I remember when that sort of thing was taken as one of America’s leisure traditions. Remember Errol Flynn fighting his brothers in Gentleman Jim? (“The Corbetts are at it again!”) This obstreperousness was often laid to the Irish, but as with many our antique American bigotries I think it was a back-door way for the rest of the nation to celebrate the tendency...
Anyway go read, and have a beautiful holiday, whether it's a Quaker meeting or a slugfest. And if you have to work today, well I've been there, brother, and I sympathize; steal something nice from your boss.

UPDATE. Speaking of which:
A liberal ex-governor walks into a bar, followed by a conservative Trump administration official.

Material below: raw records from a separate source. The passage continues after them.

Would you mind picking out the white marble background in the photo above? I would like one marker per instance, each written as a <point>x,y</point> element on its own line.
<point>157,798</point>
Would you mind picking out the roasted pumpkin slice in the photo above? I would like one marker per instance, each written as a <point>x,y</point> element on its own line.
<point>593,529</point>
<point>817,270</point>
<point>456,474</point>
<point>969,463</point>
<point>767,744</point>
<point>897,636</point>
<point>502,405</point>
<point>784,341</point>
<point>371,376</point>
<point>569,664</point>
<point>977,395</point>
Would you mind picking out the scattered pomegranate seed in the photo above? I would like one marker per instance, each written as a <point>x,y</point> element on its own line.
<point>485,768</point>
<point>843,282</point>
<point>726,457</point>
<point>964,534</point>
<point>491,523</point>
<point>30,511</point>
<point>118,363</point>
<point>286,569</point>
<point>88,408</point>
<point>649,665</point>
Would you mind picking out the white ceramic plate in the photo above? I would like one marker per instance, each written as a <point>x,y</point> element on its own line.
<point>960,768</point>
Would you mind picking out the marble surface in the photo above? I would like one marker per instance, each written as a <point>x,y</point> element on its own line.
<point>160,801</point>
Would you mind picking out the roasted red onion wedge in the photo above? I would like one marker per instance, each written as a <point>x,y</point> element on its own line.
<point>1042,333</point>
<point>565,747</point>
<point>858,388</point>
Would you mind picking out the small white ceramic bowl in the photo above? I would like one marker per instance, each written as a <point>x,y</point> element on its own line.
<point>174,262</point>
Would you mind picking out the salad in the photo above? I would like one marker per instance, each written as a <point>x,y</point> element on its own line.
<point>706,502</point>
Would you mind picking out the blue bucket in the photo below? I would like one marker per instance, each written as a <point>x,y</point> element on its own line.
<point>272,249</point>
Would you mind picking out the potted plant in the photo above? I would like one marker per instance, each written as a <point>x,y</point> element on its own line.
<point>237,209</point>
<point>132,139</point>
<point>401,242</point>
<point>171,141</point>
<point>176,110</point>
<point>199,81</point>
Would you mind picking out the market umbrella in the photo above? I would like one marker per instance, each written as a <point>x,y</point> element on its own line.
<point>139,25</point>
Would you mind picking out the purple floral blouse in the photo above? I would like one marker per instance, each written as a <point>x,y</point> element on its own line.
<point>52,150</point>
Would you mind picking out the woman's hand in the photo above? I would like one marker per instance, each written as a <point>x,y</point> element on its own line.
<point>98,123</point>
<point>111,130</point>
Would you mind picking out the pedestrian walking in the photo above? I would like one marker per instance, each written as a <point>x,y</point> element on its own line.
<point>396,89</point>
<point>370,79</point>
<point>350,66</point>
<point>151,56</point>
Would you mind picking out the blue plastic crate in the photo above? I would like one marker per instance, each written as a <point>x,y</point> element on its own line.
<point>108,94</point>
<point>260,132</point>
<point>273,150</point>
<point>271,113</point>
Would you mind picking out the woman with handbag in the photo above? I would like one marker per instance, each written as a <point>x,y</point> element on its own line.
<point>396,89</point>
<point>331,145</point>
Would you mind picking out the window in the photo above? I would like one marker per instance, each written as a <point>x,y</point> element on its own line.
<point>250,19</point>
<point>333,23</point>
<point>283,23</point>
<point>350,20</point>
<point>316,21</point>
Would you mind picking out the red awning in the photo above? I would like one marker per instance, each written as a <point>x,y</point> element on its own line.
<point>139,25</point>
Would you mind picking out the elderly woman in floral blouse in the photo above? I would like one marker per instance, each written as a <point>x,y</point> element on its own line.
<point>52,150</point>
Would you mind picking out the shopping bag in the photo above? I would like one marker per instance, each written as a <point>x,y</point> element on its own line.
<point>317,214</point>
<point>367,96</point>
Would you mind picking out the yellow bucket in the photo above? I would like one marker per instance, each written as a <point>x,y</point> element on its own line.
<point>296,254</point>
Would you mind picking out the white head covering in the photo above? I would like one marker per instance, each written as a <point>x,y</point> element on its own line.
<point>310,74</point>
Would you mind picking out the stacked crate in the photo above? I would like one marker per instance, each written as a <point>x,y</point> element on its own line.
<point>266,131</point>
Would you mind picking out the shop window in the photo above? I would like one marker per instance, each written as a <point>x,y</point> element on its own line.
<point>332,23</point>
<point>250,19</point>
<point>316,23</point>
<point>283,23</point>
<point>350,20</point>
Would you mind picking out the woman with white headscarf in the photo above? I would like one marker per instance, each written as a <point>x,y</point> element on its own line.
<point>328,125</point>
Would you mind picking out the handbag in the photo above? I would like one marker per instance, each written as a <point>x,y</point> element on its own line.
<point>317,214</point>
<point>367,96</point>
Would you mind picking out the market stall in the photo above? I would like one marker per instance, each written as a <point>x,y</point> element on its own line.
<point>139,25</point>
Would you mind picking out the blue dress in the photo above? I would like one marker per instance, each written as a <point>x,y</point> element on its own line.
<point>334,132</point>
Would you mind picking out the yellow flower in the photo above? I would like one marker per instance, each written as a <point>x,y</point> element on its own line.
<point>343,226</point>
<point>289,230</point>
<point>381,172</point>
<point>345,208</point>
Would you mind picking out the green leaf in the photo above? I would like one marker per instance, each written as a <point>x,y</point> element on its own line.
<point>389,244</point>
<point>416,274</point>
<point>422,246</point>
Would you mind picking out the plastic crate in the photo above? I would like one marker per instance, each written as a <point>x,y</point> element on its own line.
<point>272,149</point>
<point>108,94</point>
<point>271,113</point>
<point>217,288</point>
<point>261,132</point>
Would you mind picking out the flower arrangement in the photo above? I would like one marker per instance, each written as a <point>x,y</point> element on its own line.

Instead of a punchline, what followed, one witness said, was a “shame-invoking tirade” by Martin O’Malley, the former Democratic governor of Maryland, directed atKen Cuccinelli II, the former Virginia attorney general who is acting deputy secretary of the Department of Homeland Security. 
The two political polar opposites crossed paths Wednesday night at the Dubliner, a Capitol Hill Irish pub popular on Thanksgiving Eve with Gonzaga High School graduates. Both men attended the school, graduating five years apart in the 1980s.
Siobhan Arnold, who was visiting from Philadelphia, had just met O’Malley at the bar when Cuccinelli walked in. Soon the two men were face-to-face, she said, with O’Malley excoriating Cuccinelli over the Trump administration’s immigration policies. 
O’Malley said “something about his [Cuccinelli’s] grandparents,” Arnold said in an interview. Cuccinelli said little if anything in reply, she added, quickly leaving the pub.
If you think it's tewwibly unfaiw for O'Malley to give grief to this immigrant-hunting asshole in a fucking Irish bar, I don't know what to tell you.